Audit Logging in RAG Systems
Implement a comprehensive logging strategy to track data lineage, user queries, and system responses for compliance.
Audit Logging in RAG Systems
If your RAG system makes a mistake, you need to know who asked the question, what documents were retrieved, and why the model gave the answer it did. This is the goal of Audit Logging.
What to Log?
A complete RAG log entry should include:
- Timestamp & User ID.
- The Original Query.
- The "Pre-processed" Query (if you used Multi-query or Rewriting).
- Retrieved Document IDs & their Similarity Scores.
- Applied Metadata Filters.
- The Full Prompt Sent to the LLM (including System Prompt).
- The Generated Response.
- Confidence Score / Verification Results.
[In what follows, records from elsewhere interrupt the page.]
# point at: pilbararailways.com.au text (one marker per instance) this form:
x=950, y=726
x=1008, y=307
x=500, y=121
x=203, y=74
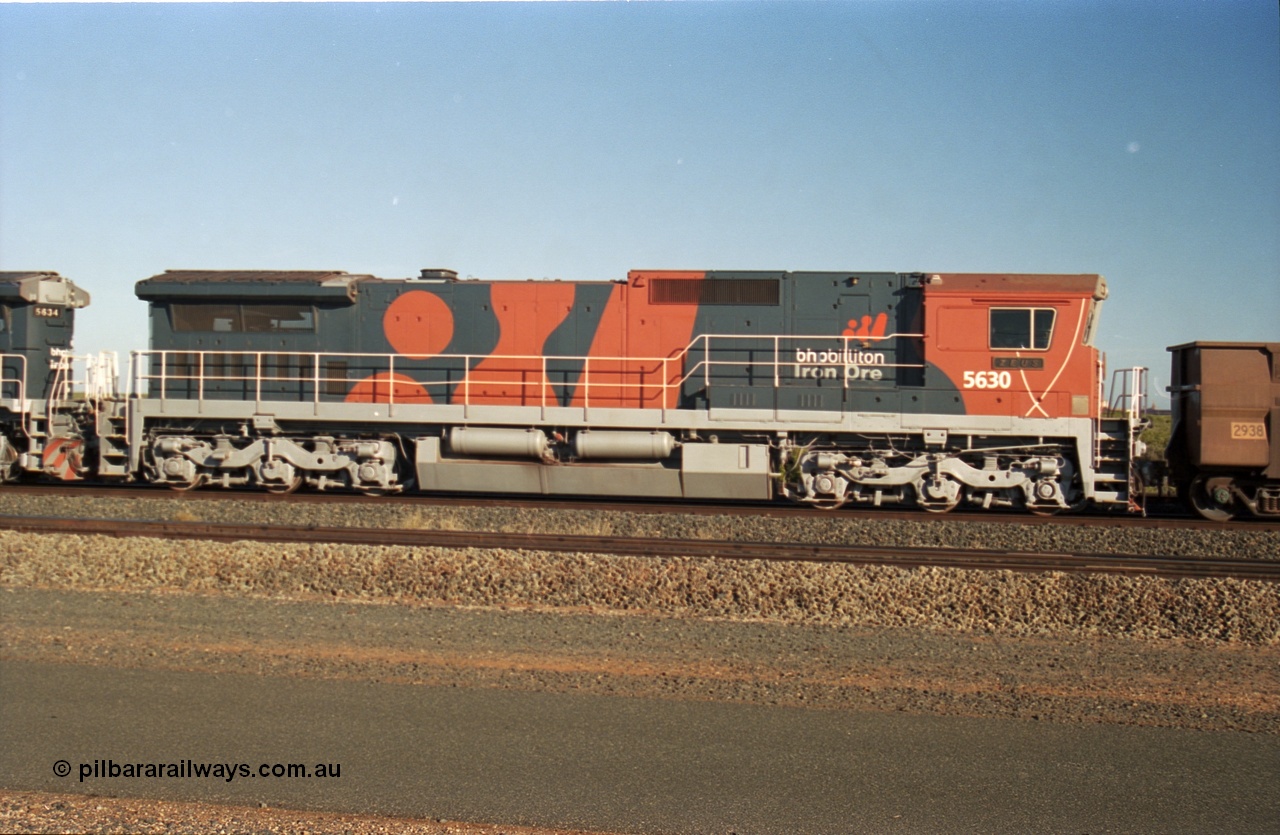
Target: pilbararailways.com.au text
x=187, y=769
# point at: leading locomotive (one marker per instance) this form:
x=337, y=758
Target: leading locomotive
x=928, y=389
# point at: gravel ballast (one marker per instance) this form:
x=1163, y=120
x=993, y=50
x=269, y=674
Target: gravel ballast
x=799, y=526
x=995, y=602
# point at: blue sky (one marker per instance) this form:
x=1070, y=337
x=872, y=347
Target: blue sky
x=1139, y=140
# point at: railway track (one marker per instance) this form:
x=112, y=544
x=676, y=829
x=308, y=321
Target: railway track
x=970, y=559
x=1166, y=518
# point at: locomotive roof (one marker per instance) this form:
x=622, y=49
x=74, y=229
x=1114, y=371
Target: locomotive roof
x=41, y=287
x=1018, y=282
x=259, y=283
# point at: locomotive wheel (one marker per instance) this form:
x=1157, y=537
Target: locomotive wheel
x=1208, y=506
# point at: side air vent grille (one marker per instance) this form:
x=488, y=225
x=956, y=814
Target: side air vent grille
x=713, y=291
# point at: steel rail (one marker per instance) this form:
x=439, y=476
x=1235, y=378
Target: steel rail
x=972, y=559
x=643, y=506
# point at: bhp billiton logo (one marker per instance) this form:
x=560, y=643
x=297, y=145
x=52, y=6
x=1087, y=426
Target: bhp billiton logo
x=867, y=329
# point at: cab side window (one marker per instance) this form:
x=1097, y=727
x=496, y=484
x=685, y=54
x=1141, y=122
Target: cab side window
x=1022, y=328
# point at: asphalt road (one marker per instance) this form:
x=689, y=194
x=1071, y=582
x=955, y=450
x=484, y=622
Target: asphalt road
x=617, y=763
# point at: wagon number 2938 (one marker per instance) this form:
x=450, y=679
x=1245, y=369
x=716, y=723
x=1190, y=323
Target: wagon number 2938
x=987, y=379
x=1248, y=430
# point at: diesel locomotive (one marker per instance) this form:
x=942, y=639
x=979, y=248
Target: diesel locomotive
x=926, y=389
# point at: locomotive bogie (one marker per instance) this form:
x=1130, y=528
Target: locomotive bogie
x=931, y=391
x=277, y=464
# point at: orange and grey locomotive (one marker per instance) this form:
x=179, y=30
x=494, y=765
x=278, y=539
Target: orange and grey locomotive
x=927, y=389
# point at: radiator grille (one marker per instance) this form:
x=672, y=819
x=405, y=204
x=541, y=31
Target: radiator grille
x=714, y=291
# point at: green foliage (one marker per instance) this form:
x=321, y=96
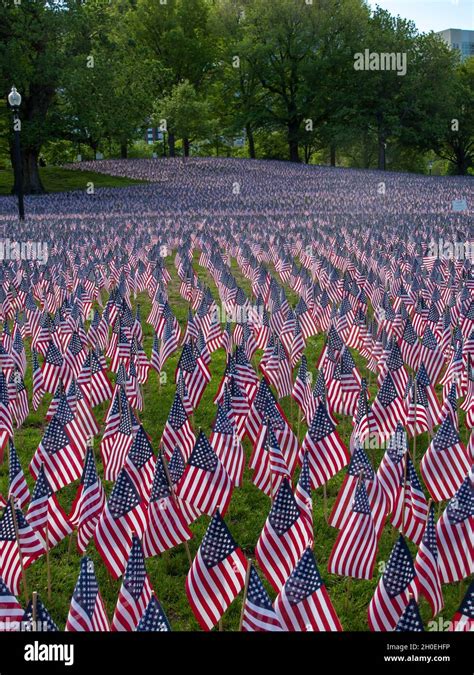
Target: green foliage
x=56, y=179
x=95, y=72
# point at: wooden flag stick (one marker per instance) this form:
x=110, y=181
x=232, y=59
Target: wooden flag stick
x=414, y=424
x=48, y=562
x=17, y=537
x=174, y=498
x=405, y=470
x=244, y=599
x=34, y=610
x=325, y=502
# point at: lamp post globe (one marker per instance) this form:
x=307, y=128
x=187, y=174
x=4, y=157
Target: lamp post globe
x=14, y=98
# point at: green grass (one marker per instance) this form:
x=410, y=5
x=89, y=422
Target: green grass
x=247, y=511
x=56, y=179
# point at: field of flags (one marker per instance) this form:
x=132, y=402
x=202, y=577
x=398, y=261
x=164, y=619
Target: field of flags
x=238, y=409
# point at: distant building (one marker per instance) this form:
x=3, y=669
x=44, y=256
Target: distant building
x=462, y=40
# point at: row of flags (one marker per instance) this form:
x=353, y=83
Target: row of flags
x=414, y=325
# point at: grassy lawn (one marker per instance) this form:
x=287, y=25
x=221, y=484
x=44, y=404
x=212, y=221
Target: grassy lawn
x=56, y=179
x=247, y=511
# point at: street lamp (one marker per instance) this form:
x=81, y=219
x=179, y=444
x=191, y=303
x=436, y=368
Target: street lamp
x=14, y=100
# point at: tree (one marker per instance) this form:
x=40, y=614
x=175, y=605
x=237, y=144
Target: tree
x=186, y=116
x=177, y=35
x=456, y=144
x=32, y=58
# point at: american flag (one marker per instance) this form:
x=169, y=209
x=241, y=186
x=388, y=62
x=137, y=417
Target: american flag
x=445, y=463
x=135, y=592
x=205, y=484
x=53, y=368
x=11, y=612
x=140, y=463
x=87, y=612
x=195, y=373
x=271, y=468
x=463, y=620
x=326, y=451
x=154, y=619
x=124, y=513
x=455, y=532
x=178, y=431
x=122, y=441
x=304, y=499
x=427, y=566
x=166, y=524
x=388, y=408
x=355, y=548
x=394, y=590
x=59, y=456
x=43, y=622
x=304, y=603
x=88, y=503
x=410, y=621
x=258, y=614
x=391, y=470
x=38, y=388
x=18, y=487
x=29, y=547
x=227, y=446
x=283, y=539
x=341, y=511
x=410, y=509
x=217, y=574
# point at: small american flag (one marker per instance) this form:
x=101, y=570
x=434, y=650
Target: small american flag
x=410, y=621
x=205, y=484
x=304, y=603
x=455, y=532
x=217, y=574
x=283, y=538
x=258, y=613
x=87, y=612
x=355, y=548
x=166, y=525
x=154, y=619
x=43, y=623
x=11, y=612
x=326, y=451
x=463, y=620
x=125, y=512
x=18, y=486
x=135, y=593
x=88, y=503
x=446, y=462
x=427, y=566
x=397, y=585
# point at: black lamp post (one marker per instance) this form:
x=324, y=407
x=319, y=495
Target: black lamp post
x=14, y=100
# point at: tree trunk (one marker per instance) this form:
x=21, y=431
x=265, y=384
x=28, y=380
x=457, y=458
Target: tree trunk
x=251, y=140
x=381, y=143
x=32, y=184
x=186, y=146
x=171, y=144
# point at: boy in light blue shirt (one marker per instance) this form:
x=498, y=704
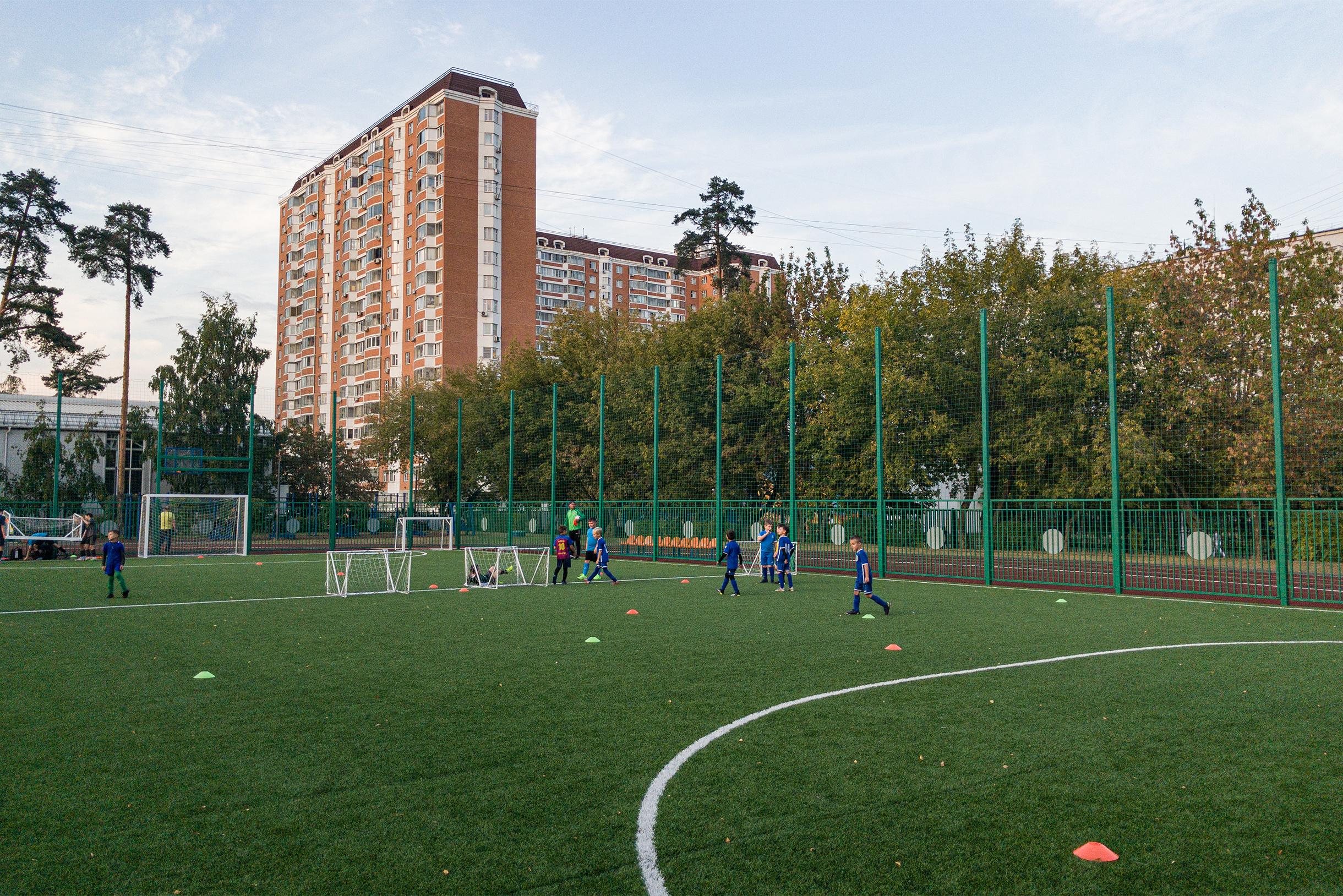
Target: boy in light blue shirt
x=767, y=540
x=602, y=558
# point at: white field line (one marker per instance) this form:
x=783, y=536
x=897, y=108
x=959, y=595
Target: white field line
x=643, y=842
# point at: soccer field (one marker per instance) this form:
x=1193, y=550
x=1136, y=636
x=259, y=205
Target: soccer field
x=477, y=743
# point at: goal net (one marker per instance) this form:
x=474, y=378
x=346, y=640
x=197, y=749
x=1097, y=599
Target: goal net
x=501, y=567
x=184, y=525
x=368, y=572
x=425, y=532
x=42, y=528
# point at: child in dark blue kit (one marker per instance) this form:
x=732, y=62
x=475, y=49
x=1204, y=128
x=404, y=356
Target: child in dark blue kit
x=602, y=558
x=563, y=555
x=783, y=558
x=733, y=554
x=114, y=558
x=862, y=583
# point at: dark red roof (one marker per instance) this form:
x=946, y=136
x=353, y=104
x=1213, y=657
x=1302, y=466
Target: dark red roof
x=636, y=254
x=454, y=80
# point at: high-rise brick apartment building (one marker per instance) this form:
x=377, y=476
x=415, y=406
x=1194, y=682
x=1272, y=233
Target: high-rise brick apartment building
x=407, y=250
x=576, y=273
x=414, y=249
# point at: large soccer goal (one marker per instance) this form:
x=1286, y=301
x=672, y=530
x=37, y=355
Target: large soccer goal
x=368, y=572
x=505, y=566
x=425, y=532
x=184, y=525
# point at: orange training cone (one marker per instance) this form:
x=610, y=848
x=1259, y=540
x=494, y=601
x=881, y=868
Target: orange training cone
x=1095, y=852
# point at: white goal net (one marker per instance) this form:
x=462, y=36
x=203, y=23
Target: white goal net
x=42, y=528
x=425, y=532
x=368, y=572
x=501, y=567
x=185, y=525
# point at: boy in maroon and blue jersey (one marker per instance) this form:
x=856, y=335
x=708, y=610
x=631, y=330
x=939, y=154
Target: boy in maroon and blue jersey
x=563, y=555
x=114, y=558
x=862, y=583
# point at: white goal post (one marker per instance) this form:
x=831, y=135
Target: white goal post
x=368, y=572
x=185, y=525
x=507, y=566
x=425, y=532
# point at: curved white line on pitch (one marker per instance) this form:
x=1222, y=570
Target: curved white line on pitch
x=649, y=808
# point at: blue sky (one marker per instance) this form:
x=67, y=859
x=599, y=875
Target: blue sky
x=868, y=128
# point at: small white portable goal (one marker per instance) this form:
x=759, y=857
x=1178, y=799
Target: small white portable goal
x=425, y=532
x=42, y=528
x=187, y=525
x=507, y=566
x=368, y=572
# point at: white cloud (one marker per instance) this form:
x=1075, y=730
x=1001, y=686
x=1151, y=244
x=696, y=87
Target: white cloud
x=441, y=35
x=521, y=59
x=1158, y=19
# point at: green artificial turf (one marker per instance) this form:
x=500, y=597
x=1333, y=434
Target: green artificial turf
x=476, y=743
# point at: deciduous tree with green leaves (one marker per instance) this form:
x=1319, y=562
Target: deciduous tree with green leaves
x=118, y=253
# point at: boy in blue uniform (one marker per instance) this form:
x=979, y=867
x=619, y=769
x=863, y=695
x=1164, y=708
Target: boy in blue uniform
x=783, y=556
x=114, y=558
x=563, y=555
x=590, y=550
x=767, y=540
x=733, y=554
x=600, y=558
x=862, y=584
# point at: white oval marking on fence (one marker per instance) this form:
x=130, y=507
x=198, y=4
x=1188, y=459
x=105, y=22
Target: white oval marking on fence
x=643, y=842
x=1198, y=546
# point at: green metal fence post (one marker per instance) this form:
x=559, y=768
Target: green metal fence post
x=793, y=441
x=410, y=528
x=881, y=473
x=718, y=456
x=600, y=450
x=512, y=397
x=252, y=449
x=986, y=512
x=56, y=455
x=657, y=386
x=555, y=418
x=331, y=525
x=159, y=452
x=1116, y=503
x=1283, y=543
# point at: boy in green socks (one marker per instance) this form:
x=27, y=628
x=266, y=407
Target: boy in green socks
x=114, y=558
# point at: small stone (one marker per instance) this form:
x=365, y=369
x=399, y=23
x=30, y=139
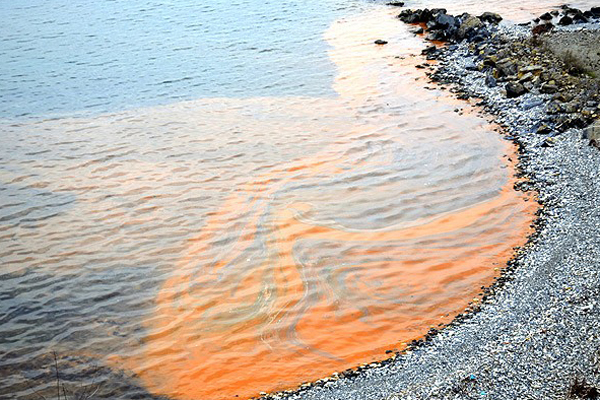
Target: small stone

Implementation with Structured Logging
import json
import logging
def log_rag_event(event):
# Log to CloudWatch or a dedicated Audit DB
logging.info(json.dumps(event))
# Example Event
rag_log = {
"user": "user_123",
"query": "What is the policy on X?",
"retrieved": ["doc_A_p5", "doc_B_p2"],
"scores": [0.92, 0.88],
"model": "claude-3-5-sonnet",
"result": "the policy is..."
}
Privacy in Logs
Warning: Never log raw PII. If the user's query contains an email address, redact it before it hits the audit logs.
Using Logs for "Ground Truth"
Over time, these logs become your "Golden Dataset." You can review the logs, identify perfect answers, and use them to test future versions of your RAG system.
Compliance Requirements
- Retention: How long must you keep logs? (e.g., 7 years for Finance).
- Immutability: Logs should be stored in a "Write-Once-Read-Many" (WORM) storage to prevent tampering.
Exercises
- Design a SQL schema for storing RAG audit logs.
- Why is logging the "System Prompt" important for debugging?
- How can you use logs to identify "Dead documents" (documents that are never retrieved)?